Success or failure of total occlusion (TO) revascularization does not affect mortality at 10 years, and this does not depend on revascularization strategy (PCI vs surgery) or location.
The long-term clinical benefit of recanalization and PCI or TO artery bypass graft remains nuclear.
This is a sub-study of the SYNTAXES (Synergy Between PCI With Taxus and Cardiac Surgery Extended Survival) that randomized patients with at least one TO.
Of 1800 patients randomized to PCI vs surgery, 460 presented at least one TO.
TO revascularization, or its absence, did not affect mortality at 10 years, regardless the strategy (PCI Branch: 29.9% vs. 29.4%; p = 0.982 and surgery branch: 28.0% vs. 21.4%; p = 0.330).
Neither were there differences between recanalization or revascularization if TO was to the left main or to the anterior descending artery (34.5% vs. 26.9%; p = 0.837).

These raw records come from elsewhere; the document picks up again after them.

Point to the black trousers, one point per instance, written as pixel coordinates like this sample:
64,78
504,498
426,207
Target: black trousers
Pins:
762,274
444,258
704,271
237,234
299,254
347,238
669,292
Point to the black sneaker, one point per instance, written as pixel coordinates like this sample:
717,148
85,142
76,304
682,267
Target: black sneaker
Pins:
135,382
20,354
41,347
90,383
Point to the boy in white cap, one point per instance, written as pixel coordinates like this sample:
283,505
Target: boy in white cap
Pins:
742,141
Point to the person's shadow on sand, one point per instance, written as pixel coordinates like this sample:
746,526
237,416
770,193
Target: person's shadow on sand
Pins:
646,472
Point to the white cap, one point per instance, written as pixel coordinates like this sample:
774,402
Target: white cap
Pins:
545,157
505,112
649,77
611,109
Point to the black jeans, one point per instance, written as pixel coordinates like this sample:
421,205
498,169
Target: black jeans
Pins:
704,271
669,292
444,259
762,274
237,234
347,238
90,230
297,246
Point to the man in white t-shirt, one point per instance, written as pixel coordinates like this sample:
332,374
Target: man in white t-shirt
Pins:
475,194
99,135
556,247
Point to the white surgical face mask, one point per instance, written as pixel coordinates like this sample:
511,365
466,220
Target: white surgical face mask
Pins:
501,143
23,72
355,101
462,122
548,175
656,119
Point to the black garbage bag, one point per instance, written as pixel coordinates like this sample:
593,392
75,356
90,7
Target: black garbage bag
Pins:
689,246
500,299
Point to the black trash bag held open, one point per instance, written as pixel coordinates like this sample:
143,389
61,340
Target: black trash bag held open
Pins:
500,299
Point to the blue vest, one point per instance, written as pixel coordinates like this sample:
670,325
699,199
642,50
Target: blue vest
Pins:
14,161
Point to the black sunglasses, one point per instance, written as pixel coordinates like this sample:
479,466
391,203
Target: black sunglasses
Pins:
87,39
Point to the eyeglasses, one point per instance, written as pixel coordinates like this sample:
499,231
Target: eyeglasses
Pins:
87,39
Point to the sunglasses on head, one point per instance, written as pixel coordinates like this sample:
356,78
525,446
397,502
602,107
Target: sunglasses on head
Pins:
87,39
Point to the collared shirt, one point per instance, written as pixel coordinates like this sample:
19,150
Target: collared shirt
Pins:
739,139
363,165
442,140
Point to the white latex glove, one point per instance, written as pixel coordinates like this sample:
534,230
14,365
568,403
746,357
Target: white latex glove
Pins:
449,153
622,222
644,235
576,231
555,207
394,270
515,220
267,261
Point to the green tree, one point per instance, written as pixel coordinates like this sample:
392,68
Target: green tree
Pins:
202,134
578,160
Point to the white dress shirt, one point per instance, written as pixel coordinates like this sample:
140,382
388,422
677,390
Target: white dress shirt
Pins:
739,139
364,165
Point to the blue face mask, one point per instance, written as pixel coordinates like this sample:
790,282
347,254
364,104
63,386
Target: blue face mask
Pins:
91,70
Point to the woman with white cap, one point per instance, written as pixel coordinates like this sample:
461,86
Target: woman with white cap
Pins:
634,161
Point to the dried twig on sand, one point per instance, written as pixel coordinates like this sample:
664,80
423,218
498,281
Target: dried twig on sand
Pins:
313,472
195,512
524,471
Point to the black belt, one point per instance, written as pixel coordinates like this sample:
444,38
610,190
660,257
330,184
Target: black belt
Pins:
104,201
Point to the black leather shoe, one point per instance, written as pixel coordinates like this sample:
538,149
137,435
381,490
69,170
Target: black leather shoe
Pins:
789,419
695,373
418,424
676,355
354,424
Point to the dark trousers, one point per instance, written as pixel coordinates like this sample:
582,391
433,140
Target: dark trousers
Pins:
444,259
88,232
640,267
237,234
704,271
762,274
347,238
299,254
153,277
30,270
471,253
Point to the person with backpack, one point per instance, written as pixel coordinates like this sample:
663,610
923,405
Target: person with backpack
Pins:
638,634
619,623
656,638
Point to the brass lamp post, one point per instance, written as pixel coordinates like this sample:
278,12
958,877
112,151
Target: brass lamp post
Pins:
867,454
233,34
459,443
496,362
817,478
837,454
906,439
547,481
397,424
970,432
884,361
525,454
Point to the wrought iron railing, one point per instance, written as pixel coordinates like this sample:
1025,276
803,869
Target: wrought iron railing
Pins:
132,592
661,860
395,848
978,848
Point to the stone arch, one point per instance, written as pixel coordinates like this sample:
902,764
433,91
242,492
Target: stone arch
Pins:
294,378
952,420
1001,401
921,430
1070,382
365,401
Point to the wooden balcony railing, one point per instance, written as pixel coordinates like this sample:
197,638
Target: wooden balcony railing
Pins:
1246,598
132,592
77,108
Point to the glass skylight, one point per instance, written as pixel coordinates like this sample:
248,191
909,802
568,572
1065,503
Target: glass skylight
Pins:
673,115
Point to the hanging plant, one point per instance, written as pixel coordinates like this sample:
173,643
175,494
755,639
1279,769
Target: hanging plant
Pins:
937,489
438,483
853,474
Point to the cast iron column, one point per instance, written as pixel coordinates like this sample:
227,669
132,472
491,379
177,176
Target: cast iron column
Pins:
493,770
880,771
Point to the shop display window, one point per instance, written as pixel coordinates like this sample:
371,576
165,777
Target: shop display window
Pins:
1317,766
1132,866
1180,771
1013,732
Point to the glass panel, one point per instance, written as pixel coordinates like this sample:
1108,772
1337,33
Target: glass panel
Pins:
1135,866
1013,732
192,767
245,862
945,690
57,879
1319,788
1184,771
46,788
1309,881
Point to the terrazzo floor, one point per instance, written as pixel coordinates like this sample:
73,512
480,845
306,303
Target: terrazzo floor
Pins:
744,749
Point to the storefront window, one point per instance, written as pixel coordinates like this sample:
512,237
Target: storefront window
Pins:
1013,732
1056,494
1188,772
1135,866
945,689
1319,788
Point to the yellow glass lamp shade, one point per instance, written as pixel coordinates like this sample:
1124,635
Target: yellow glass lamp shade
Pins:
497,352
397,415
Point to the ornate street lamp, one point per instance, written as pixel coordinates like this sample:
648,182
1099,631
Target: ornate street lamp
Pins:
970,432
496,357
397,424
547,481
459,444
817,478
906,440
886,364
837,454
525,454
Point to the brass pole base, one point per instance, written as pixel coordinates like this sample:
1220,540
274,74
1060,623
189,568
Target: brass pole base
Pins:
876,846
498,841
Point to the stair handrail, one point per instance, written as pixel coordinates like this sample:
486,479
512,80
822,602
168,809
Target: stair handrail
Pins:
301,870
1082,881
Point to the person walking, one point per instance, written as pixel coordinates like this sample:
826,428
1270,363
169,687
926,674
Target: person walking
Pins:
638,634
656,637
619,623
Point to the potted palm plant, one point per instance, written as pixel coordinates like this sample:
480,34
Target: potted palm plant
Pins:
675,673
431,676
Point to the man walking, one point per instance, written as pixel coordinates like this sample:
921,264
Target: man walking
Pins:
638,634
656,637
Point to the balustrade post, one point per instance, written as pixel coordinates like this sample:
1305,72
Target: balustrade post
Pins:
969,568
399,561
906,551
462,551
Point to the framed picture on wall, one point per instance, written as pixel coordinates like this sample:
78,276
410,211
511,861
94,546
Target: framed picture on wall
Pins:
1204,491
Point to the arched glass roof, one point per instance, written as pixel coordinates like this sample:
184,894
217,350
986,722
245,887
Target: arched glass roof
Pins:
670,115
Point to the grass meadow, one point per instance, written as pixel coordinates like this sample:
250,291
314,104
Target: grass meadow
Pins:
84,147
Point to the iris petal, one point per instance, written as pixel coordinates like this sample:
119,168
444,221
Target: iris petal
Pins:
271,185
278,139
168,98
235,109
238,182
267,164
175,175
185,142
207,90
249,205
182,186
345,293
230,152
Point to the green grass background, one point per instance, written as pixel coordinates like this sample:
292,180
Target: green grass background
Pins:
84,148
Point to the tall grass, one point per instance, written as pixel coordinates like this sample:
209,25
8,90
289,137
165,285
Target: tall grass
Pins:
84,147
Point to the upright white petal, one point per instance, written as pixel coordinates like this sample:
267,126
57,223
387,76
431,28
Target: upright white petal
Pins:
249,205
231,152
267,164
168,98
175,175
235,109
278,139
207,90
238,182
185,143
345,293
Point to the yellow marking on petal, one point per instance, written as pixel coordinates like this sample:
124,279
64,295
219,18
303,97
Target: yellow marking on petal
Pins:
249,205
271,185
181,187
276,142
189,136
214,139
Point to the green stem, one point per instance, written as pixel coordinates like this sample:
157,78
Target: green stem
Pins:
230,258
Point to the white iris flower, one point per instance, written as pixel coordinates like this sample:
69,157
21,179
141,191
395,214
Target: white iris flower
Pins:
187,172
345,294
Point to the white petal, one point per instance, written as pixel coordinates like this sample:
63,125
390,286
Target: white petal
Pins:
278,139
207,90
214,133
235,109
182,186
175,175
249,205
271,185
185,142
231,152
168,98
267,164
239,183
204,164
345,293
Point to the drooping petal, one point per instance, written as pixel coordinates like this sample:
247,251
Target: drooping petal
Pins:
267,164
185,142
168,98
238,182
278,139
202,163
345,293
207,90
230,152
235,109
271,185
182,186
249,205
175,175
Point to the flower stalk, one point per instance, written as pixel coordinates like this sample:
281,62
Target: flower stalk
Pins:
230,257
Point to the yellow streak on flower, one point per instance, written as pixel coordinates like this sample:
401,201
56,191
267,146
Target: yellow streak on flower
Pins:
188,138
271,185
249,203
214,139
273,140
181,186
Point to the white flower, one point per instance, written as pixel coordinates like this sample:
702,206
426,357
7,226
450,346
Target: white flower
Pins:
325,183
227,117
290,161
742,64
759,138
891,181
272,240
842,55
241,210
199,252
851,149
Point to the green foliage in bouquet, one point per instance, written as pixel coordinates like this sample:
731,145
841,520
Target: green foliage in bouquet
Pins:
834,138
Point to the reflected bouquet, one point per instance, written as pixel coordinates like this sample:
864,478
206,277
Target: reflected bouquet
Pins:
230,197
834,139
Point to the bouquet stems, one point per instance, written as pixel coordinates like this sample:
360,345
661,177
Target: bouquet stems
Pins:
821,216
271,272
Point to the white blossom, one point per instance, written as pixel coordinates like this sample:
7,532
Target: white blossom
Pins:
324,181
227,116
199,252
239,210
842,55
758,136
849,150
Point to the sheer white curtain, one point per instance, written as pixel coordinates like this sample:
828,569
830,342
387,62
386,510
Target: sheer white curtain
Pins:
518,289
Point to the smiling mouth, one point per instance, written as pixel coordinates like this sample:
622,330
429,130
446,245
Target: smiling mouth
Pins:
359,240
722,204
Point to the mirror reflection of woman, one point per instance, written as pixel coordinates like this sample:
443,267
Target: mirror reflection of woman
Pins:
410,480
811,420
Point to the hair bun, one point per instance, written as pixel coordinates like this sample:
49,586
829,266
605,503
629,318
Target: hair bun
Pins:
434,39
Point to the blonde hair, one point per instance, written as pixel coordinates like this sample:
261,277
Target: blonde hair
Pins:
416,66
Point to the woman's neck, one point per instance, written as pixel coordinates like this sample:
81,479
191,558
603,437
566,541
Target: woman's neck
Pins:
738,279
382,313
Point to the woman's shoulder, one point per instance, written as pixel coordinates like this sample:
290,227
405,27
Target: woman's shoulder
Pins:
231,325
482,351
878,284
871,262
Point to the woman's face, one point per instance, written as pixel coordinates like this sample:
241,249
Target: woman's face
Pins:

Recanalization with PCI or revascularization with surgery of a total occlusion does not affect mortality at 10 years, irrespective of strategy type or TO location.
These data support the contemporary practice claiming recanalization should be offered in specialized high-volume centers to patients with angina refractory to optimal medical treatment and with confirmed myocardial viability.
Original Title: Mortality 10 Years After Percutaneous or Surgical Revascularization in Patients With Total Coronary Artery Occlusions.
Reference: Hideyuki Kawashima et al. J Am Coll Cardiol. 2021 Feb 9;77(5):529-540. doi: 10.1016/j.jacc.2020.11.055.